Indeed, as you correctly pointed out, unlike secondary lymphedema where patients can be monitored clinically and with angiography to identify disease early in its clinical course, patients with primary lymphedema often are not diagnosed until symptomatic, precluding earlier/pre-clinical intervention.
So, I concur with your claim ‘early surgical intervention may not be necessary’ but agree with the UIP consensus group to advocate ‘shortened waiting period’ before considering reconstructive surgery with ‘no further delay of the appraisal as the surgery candidates and proceed once properly indicated an adjunctive therapy’, because current policy for lymphatic reconstruction that limits the candidates to those who fail DLT-based therapy will result in further damage to the lymphatic system and, subsequently, a higher likelihood of procedure failure. .and recommend though
After all, “reconstructive lymphatic surgery has remained an adjunctive therapy to primary lymphedema. Yet in most cases, when optimally performed, it can result in effective treatment of primary lymphedema.”
All the best,
A Reviewer
Author Response
The aim of our review was moreso to focus on systemic primary lymphedema rather than lymphatic malformations; however, we agree that lymphatic malformations represent a very interesting clinical pathology that is certainly within the spectrum of defective development of the lymphatic system. We have therefore expanded our section on the terminology and relationship between vascular malformation / lymphatic malformations within the section “incidence and classification” as requested.

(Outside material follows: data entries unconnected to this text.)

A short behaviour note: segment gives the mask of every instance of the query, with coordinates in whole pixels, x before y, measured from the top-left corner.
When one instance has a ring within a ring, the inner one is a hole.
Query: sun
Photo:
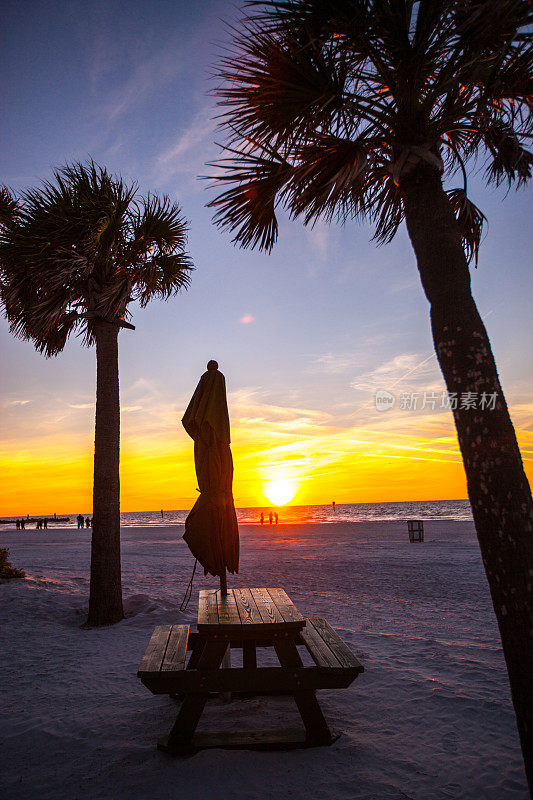
[[[269,481],[263,489],[265,497],[275,506],[284,506],[289,503],[296,492],[296,484],[288,478],[278,478]]]

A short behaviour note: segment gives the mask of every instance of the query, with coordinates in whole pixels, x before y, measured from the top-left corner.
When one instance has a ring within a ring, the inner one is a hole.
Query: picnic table
[[[313,666],[298,652],[304,646]],[[271,647],[279,665],[258,667],[257,648]],[[231,649],[242,650],[242,667],[231,667]],[[176,722],[158,747],[174,754],[205,747],[255,749],[331,744],[332,732],[316,689],[346,688],[364,671],[325,619],[305,619],[280,588],[200,591],[198,629],[158,625],[138,670],[154,694],[183,697]],[[210,693],[286,693],[294,697],[304,730],[219,733],[196,730]]]

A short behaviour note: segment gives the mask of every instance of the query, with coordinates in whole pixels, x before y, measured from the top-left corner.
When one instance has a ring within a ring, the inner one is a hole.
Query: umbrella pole
[[[226,597],[228,594],[228,582],[226,581],[226,568],[224,567],[224,572],[220,576],[220,594],[222,597]]]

Further, we have clarified the IUP’s suggestions based on the following quote from their paper:
“There remains significant controversy regarding this waiting period before considering reconstructive surgery. A delay of surgery for more than one year will increase the risk of surgical failure due to chronic lymphatic damage. Therefore, this waiting period should be shortened as much as possible especially in compliant patients who stand to benefit the most from lymphatic reconstruction.”